Senza tregua

Torna a parlare la mamma finlandese: “Meglio la paella valenciana! La matalotta senza panna acida e rafano è una grande delusione.” Non usa mezzi termini la pittrice andata via da Siracusa con tutta la famiglia per l’inadeguatezza del sistema scolastico, giudicato primitivo. Sdegno da parte dell’opinione pubblica siracusana che chiede una presa di posizione del Vermexio. Intanto, spaventati dalla perdita del flusso di turisti del Nord Europa, il Consorzio BBSTS degli affittacamere senza tassa di soggiorno, ha commissionato ad Assopanini e Confcavallo un nuovo panino per venire incontro ai raffinati gusti nordici.
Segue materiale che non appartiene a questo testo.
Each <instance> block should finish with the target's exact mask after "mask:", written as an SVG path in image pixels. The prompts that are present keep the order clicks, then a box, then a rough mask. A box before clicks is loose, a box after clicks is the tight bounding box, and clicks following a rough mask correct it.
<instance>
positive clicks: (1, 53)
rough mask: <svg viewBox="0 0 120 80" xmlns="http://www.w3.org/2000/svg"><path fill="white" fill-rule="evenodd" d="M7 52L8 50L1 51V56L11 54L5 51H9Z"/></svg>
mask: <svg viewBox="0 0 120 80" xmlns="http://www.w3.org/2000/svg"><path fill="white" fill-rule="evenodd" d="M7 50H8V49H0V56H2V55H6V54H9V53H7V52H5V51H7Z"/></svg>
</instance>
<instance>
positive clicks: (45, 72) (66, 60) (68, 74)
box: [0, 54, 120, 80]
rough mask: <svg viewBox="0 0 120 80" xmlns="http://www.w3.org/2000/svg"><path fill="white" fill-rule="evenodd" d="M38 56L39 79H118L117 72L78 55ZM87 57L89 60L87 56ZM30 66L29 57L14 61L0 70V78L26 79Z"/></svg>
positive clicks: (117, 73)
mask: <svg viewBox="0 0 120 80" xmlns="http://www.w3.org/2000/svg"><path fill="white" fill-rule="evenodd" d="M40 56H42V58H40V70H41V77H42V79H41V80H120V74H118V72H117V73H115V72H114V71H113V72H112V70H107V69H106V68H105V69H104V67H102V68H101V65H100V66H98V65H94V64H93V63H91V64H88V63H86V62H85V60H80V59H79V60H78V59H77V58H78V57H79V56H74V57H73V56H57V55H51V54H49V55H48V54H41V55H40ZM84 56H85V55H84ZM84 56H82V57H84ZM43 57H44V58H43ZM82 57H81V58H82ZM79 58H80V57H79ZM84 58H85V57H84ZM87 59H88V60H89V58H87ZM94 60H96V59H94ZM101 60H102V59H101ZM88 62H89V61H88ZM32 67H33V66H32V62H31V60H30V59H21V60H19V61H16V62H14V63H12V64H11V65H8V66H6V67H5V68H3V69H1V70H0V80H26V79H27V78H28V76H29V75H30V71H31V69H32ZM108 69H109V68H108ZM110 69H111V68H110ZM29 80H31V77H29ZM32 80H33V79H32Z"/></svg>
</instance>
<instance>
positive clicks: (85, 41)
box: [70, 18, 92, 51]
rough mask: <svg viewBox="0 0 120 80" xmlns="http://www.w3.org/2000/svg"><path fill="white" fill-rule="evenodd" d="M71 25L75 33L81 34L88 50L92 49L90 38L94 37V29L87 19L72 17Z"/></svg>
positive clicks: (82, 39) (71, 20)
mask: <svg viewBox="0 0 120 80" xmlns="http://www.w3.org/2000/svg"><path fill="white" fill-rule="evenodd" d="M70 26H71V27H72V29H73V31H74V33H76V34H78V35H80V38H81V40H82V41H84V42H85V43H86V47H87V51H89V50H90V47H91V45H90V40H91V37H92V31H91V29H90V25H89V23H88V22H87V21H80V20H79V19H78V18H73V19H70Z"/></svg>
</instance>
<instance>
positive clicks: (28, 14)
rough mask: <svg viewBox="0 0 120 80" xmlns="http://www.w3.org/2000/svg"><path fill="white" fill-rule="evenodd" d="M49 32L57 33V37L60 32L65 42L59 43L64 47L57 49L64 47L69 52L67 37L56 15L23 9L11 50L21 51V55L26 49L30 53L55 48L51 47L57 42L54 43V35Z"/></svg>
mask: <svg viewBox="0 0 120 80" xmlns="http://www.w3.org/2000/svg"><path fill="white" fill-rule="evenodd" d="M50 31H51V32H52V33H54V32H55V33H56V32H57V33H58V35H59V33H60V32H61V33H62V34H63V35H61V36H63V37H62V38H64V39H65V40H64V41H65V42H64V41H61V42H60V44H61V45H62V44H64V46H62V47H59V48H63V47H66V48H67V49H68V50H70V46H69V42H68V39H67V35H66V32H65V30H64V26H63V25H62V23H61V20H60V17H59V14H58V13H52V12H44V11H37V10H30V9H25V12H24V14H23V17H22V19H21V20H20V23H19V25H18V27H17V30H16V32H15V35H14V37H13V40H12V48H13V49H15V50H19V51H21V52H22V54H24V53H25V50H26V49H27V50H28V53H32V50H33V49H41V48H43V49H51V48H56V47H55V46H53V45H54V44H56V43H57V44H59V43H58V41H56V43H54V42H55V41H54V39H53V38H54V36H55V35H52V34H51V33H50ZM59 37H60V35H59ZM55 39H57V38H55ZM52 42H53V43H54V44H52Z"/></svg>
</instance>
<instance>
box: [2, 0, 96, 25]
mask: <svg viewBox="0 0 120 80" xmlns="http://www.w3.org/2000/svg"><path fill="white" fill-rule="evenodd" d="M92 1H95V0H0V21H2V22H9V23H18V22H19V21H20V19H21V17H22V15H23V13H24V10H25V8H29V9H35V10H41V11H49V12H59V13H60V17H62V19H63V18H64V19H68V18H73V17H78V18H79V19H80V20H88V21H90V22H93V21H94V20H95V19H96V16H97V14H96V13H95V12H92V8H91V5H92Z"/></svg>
Nasce Karjalanpiirakka, un pane di segale farcito con carne di cavallo, aringa, mirtilli rossi del Lidl, licheni dei Cugni, aneto, ogghiurepipi e una sassaemaioness al cardamomo.

Siracusa – Finlandia, dopo la lettera denuncia, una delegazione del sindaco tenta di ricucire lo strappo

La lettera denuncia della mamma finlandese, costretta a lasciare la città con i suoi figli per il livello, giudicato infimo, della scuola siracusana, oltre ad aver conquistato le pagine dei principali giornali nazionali ha prodotto un terremoto a Palazzo Vermexio che non è rimasto con le mani in mano ma ha messo in campo una serie di strategie per ricucire lo strappo. Una delegazione composta da due assessori comunali, 2 delegati di quartiere, tre vice delegati di rione e otto valvassini è partita alla volta della Spagna per rintracciare la famiglia finlandese e tentare una riconciliazione.

Il sindaco in persona avrebbe garantito alla famiglia nordica una serie di benefit per invogliarne il ritorno nella città di Aretusa, nello specifico:

– Aringa affumicata in tutte le mense scolastiche;

– Apecalessino con autista personale, brandizzato “città di acqua e di luce” a completa disposizione della famiglia per i tragitti casa, scuola, lavoro, tempo libero;

– L’usufrutto gratuito per 5 anni (rinnovabili)di un garage in zona Polibio già adibito ad aula scolastica;

– Un piazzamento sul podio per gli elaborati dei figli al prossimo Premio Tiche;

– Una fornitura per dieci anni di calia e simenza, ricci di mare, mucco e pescato di frodo del giorno;

– Abbonamento annuale spettacoli teatro comunale;

– Pass Ztl;

– Il finanziamento per un festival di musica tradizionale finlandese a Villa Reimann e un corposo sconto Tari.